Beyond XML: The Future of Extensible Metaformats

August 11, 2009 | 4 min Read

Yesterday I discussed some of the issues with XML. Today I’ll be taking a look at three of the potential alternatives that may improve on the current situation.

YAML

YAML Ain’t Markup Language. To quote the spec, it is a “human-friendly, cross language, Unicode based data serialization language”. While mainly designed with so-called agile languages in mind, it can also be used with more traditional languages. The format is more data-centric than document-driven. Even so, one of its primary design goals is good readability. It was heavily influenced by RFC 2822 (Internet Message Format). That means it looks a lot like mail headers. It features built-in support for lists, hashes (i.e. dictionaries or associative array), and common data types. It also allows elements to have multiple parents, which also allows cross-references. There are some more minor features that make working with the format easier. Here’s a small example of a YAML document lifted from the spec:

invoice: 34843 date : 2001-01-23 bill-to: &id001 given : Chris family : Dumars address: lines: | 458 Walkman Dr. Suite #292 city : Royal Oak state : MI postal : 48046 ship-to: *id001 product: - sku : BL394D quantity : 4 description : Basketball price : 450.00 - sku : BL4438H quantity : 1 description : Super Hoop price : 2392.00 tax : 251.42 total: 4443.52 comments: Late afternoon is best. Backup contact is Nancy Billsmer @ 338-4338.

While YAML seems like a solid solution with implementations written for many languages, there are some issues, like the surprising lack of momentum in the software development community and the controversial use of significant whitespace.

JSON

The JavaScript Object Notation is basically a subset of JavaScript used to statically describe data. With the release of YAML 1.2 it is also a subset of YAML, which means every JSON document is a YAML file. Its focus is primarily simplicity and readability. While it is trivial to parse JSON in a JavaScript environment, its simplicity makes it also quite easy parse in other languages. Parsers for most popular modern development platforms exist. Being so easily accessible in browsers has earned it quite some support and momentum in modern web development, already often completely replacing XML in the AJAX stack. Here’s a small snippet lifted from the JSON Wikipedia page:

{
     "firstName": "John",
     "lastName": "Smith",
     "address": {
         "streetAddress": "21 2nd Street",
         "city": "New York",
         "state": "NY",
         "postalCode": 10021
     },
     "phoneNumbers": {
         "home": "212 555-1234",
         "fax": "646 555-4567"
     }
}

JSON is currently quite popular, though it may in certain cases be hampered by its simpleness. Maybe YAML forward compatibility can provide an convenient upgrade path, should a more sophisiticated format be necessary.

Groovy

Most of you may know Groovy as a JVM scripting language. I have also already blogged about using Groovy to replace especially painful parts of XML.

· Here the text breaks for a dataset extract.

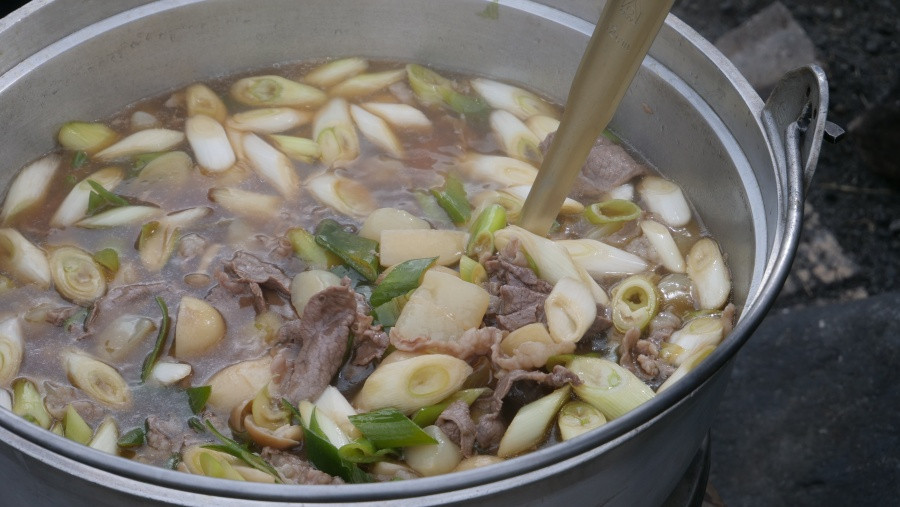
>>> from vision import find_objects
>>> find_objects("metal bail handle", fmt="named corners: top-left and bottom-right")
top-left (762, 65), bottom-right (843, 191)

Groovy features a MarkupBuilder that let’s you create what is basically an XML DOM tree in memory using a slightly more fluent syntax. Have a look:

  car(name:'HSV Maloo', make:'Holden', year:2006) {
    country('Australia')
    record(type:'speed', 'Production Pickup Truck with speed of 271kph')
  }

Some might consider this just syntactic sugar but it really goes a long way.

But I think Groovy can also be used as a first class configuration language. There are already several projects out there that use groovy scripts for tasks that have traditionally been in the firm grip of XML. One such example is gant, which is basically just a thin wrapper to write ant files. Of course nowadays, everyone is using maven instead, but there’s also a neat tool for that: Gradle is build system configured using a Groovy DSL, while employing Apache ivy and maven under the hood. Take a look at this example from the official gradle documentation:

usePlugin 'java'

sourceCompatibility = 1.5
version = '1.0'
manifest.mainAttributes(
    'Implementation-Title': 'Gradle Quickstart',
    'Implementation-Version': version
)

repositories {
    mavenCentral()
}

dependencies {
    compile group: 'commons-collections', name: 'commons-collections', version: '3.2'
    testCompile group: 'junit', name: 'junit', version: '4.+'
}

test {
    options.systemProperties['property'] = 'value'
}

uploadArchives {
    repositories {
       flatDir(dirs: file('repos'))
    }
}

A lot easier on the eyes, while still providing interoperability with “legacy” systems like maven.

The power and expressiveness of groovy make it really easy to create domain-specific languages like these. Such a special purpose language might not always be desirable, especially when interoperability is a key concern. But for certain applications these DSLs might be a better solution than any general purpose format.

On the whole, these are interesting times we live in and I’m curious to see what the future holds in store. As I said before, XML is probably gonna be here for quite a while, but there are some compelling alternatives out there. What are your thoughts on the legacy of XML?